Q7. How certain can an employer be that educational communications do not constitute investment advice?
A7. In the preamble to the final rule, the Department noted that since only investment advice for a fee or compensation falls within the fiduciary definition, the fact that employers do not generally receive compensation in connection with their educational communications provides employers with a "high level of confidence" that their educational activities would not constitute investment advice under the final rule. The Department also stated that it does not believe that incidental economic advantages that may accrue to the employer by reason of sponsorship of an employee benefit plan would constitute fees or compensation within the meaning of the rule.
Q8. When is the final rule applicable?
A8. The final rule applies April 10, 2017.
Q9. As a plan sponsor, is there anything I should be doing now?
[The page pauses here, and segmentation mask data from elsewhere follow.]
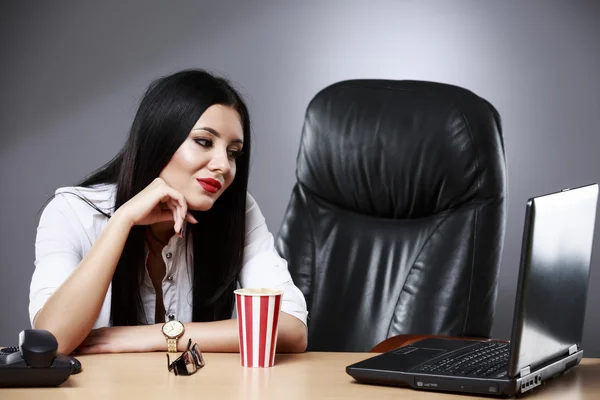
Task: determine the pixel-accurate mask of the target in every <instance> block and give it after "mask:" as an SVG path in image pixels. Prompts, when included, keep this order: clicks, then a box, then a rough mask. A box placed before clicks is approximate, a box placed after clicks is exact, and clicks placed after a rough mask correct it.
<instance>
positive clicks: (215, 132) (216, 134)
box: [192, 126, 244, 144]
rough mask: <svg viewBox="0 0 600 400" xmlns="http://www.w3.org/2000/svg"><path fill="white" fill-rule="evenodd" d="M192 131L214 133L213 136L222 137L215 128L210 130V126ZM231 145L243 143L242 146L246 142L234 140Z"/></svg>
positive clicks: (193, 129)
mask: <svg viewBox="0 0 600 400" xmlns="http://www.w3.org/2000/svg"><path fill="white" fill-rule="evenodd" d="M192 130H193V131H206V132H209V133H212V134H213V135H215V136H216V137H218V138H220V137H221V134H220V133H219V132H217V131H216V130H215V129H213V128H209V127H208V126H202V127H200V128H194V129H192ZM231 143H241V144H244V141H243V140H241V139H234V140H232V141H231Z"/></svg>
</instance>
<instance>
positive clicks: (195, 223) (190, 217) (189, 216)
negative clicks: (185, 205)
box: [185, 212, 198, 224]
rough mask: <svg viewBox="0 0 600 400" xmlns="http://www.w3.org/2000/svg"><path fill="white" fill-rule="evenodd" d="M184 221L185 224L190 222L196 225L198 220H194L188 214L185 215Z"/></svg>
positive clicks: (192, 215)
mask: <svg viewBox="0 0 600 400" xmlns="http://www.w3.org/2000/svg"><path fill="white" fill-rule="evenodd" d="M185 219H186V221H187V222H191V223H192V224H197V223H198V220H197V219H196V218H194V216H193V215H192V214H190V213H189V212H188V213H187V214H186V216H185Z"/></svg>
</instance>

A9. Employers and plan sponsors should consider reviewing their policies and procedures for providing investment information to make sure they have not crossed the line into providing investment advice for a fee, thus becoming ERISA fiduciaries.
The final rule incorporated much of Interpretive Bulletin 96-1 (IB 96-1), including the provision stating that there may be other examples of information, materials and educational services which, if furnished, would not constitute investment advice or recommendations within the meaning of the final rule and that no inference should be drawn regarding materials or information which are not specifically included in the rule.